Connie filled a high ball with ice, poured it half full with Maker’s Mark and sat it on the bar in front of Lacy.

“What’s this for? You know I don’t drink on the job.”

But Connie’s eyes were focused on someone out in the crowd. “Something tells me you’re going to need this in a minute. Drink up.”

Lacy followed her gaze out into the sea of cowboy hats to the one bare headed brunette in a black racers jacket and Aviators hanging from the collar of his polo.

Mitch.

He weaved his way through the crowd and claimed the stool across from her. The familiar smell of leather and spicy male soap made her breathing speed. She cursed herself for being so trained and attuned to anyone to let them have that effect on her. Especially someone who could so easily walk away.

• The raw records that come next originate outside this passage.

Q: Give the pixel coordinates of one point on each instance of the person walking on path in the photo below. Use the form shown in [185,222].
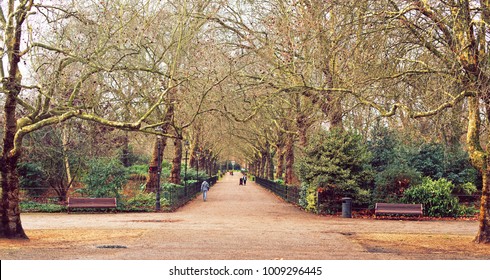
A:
[204,189]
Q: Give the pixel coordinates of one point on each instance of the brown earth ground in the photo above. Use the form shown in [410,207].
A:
[239,222]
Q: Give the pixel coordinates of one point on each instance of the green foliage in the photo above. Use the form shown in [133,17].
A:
[32,178]
[308,198]
[104,178]
[32,206]
[169,186]
[279,181]
[141,169]
[436,197]
[336,163]
[131,158]
[383,146]
[428,159]
[393,181]
[466,189]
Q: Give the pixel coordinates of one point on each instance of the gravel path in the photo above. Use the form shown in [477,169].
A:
[239,222]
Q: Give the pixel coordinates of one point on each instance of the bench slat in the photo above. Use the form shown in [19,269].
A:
[398,208]
[104,202]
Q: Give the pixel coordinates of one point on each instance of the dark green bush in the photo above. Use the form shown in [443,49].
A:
[335,164]
[32,178]
[436,197]
[31,206]
[104,178]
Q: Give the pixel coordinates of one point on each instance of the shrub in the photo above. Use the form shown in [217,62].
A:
[143,201]
[32,178]
[104,178]
[31,206]
[393,181]
[336,164]
[436,197]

“Drink?” Connie cut in when Lacy didn’t offer.

His eyes never left Lacy’s “Whatever’s on tap.”

Lacy’s vision blurred, blocking out everything around her but Mitch and the aching thump of her heart against her ribs.

“I called you,” she finally blurted, hating the accusatory tone of her words. Hated how helpless and hurt they made her sound. But what did she have to lose? She’d given herself to the man across the bar in more ways than one, and he’d left her.

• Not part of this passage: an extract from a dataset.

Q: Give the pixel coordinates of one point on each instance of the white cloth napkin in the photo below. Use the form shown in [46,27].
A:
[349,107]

She watched him labor over a long sip before he answered. “I promised the department I wouldn’t have contact with you while they completed the investigation. That was part of our deal.”

“Then you know Helms admitted his father killed Wray. Dad got off with an obstruction charge and is on administrative leave until details can be verified.”

“I know.” His eyes sparkled in the dim lights.

Lacy swallowed hard. “Deluna tells me I have you to thank for that.”

“Your father didn’t deserve to serve time for killing that trash.”

Lacy grasped her drink and downed it in two long, choking chugs. The burning didn’t despite the stabbing pain in her chest at his emotionless expression.

Connie moved to refill the glass, but Lacy took the bottle, this time filling the tumbler to the top and letting the liquid slide down her throat in one, smooth swallow.

Mitch reached across the bar and slid the empty glass away from her. “That’s not what I came here to see tonight.”

“Really?” Lacy wiped her moist lips along the back of her shirtsleeve. “What did you come here for, Detective Kilpatrick? My undying gratitude for saving my father? I’m assuming since you’re talking to me now, the investigation is over. Will they let my dad leave on his own, or will there be a ‘torches and pitchforks’ style overthrowing of the department?”

He reached for her arm and emotion finally filled his eyes. “Your dad’s not losing his job. He was protecting his daughter. It took some persuading, but the department finally saw things my way. They won’t even have a formal investigation. Three weeks of leave to appease the public, and he’ll be back like nothing happened.”

“How’d you pull that off?” The sarcastic snap in her voice made her skin prickle.

Mitch released her arm. “I gave the homicide chief the one thing he’s wanted from me for years.”